Researcher(s)
- Sofia Torres, Plant Science, University of Delaware
Faculty Mentor(s)
- Jingjing Tong, Plant and Soil Sciences, University of Delaware
Abstract
The plant cuticle is a hydrophobic layer that covers the above-ground surfaces of plants, acting as a physical barrier from the environment. It is primarily composed of cutin and cuticular wax. This layer serves several essential functions, including protection against heat, UV radiation, mechanical and chemical damage, and water loss through evaporation. Despite the plant cuticle’s many functions, the biosynthetic pathway remains largely unknown. To gain insight into this pathway, Yandeasu-Nelsons lab at Iowa State University selected candidate Zea Mays transcription factors (ZmTFs) for further characterization. This was achieved through transient gene expression using maize root protoplast. The genes were then prioritized based on their ability to activate one or more downstream genes. These genes will then be used for the gene characterization in Arabidopsis, which serves as the model plant due to its short generation time, small size, and adaptability.

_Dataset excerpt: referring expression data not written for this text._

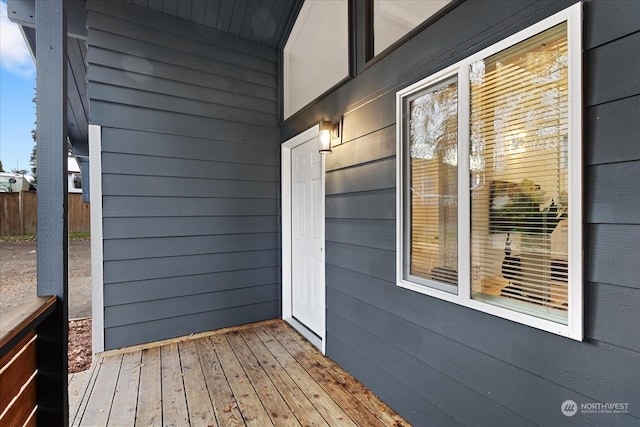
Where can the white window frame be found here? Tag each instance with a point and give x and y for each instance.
(574, 328)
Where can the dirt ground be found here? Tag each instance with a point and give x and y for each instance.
(18, 272)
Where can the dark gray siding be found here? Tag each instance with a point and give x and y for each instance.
(190, 174)
(441, 364)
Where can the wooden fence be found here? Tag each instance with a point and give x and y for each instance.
(18, 213)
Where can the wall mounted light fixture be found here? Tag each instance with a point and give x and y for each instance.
(328, 132)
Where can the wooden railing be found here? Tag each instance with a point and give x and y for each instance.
(18, 361)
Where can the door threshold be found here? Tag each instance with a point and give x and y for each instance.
(306, 332)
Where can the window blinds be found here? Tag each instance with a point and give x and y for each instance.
(518, 137)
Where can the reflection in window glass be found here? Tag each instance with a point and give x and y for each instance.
(519, 205)
(392, 19)
(316, 55)
(433, 153)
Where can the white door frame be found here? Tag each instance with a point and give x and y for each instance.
(287, 315)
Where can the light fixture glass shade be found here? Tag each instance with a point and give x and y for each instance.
(325, 137)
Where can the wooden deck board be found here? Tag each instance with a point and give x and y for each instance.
(362, 393)
(125, 397)
(174, 401)
(268, 394)
(100, 401)
(248, 401)
(224, 403)
(295, 398)
(259, 375)
(149, 409)
(198, 401)
(328, 408)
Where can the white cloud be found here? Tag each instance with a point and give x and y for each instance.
(14, 55)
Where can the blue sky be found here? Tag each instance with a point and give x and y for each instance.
(17, 89)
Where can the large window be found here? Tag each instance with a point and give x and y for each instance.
(489, 205)
(316, 56)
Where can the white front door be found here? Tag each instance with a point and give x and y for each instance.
(307, 236)
(303, 260)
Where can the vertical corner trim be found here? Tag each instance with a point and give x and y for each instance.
(97, 266)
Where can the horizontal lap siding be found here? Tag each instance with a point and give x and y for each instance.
(190, 174)
(441, 364)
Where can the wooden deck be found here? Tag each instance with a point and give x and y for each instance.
(257, 375)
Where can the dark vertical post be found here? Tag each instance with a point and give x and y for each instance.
(360, 34)
(51, 57)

The candidate ZmTFs will be expressed in the roots through the use of a tissue-specific WEREWOLF promoter (pWER). This will assess whether a functioning cuticle can form in the root epidermis. Apart from the pWER, the destination vector will have two additional insertions. One of these is the Glucocorticoid receptor (GR) which will allow us to decide when the gene will be expressed. The other insertion is the gene of interest (ZmTFs). This recombinant DNA will be built via Gateway Cloning. Once successful, we can cultivate this recombinant DNA in Agrobacterium and use it to transfer T-DNA into the genome of Arabidopsis plants. This is done through a technique called floral dipping. This information is later organized to understand how plant cuticles are synthesized. We can use this information to engineer plants that can be better prepared for environmental stressors that come with changing climates.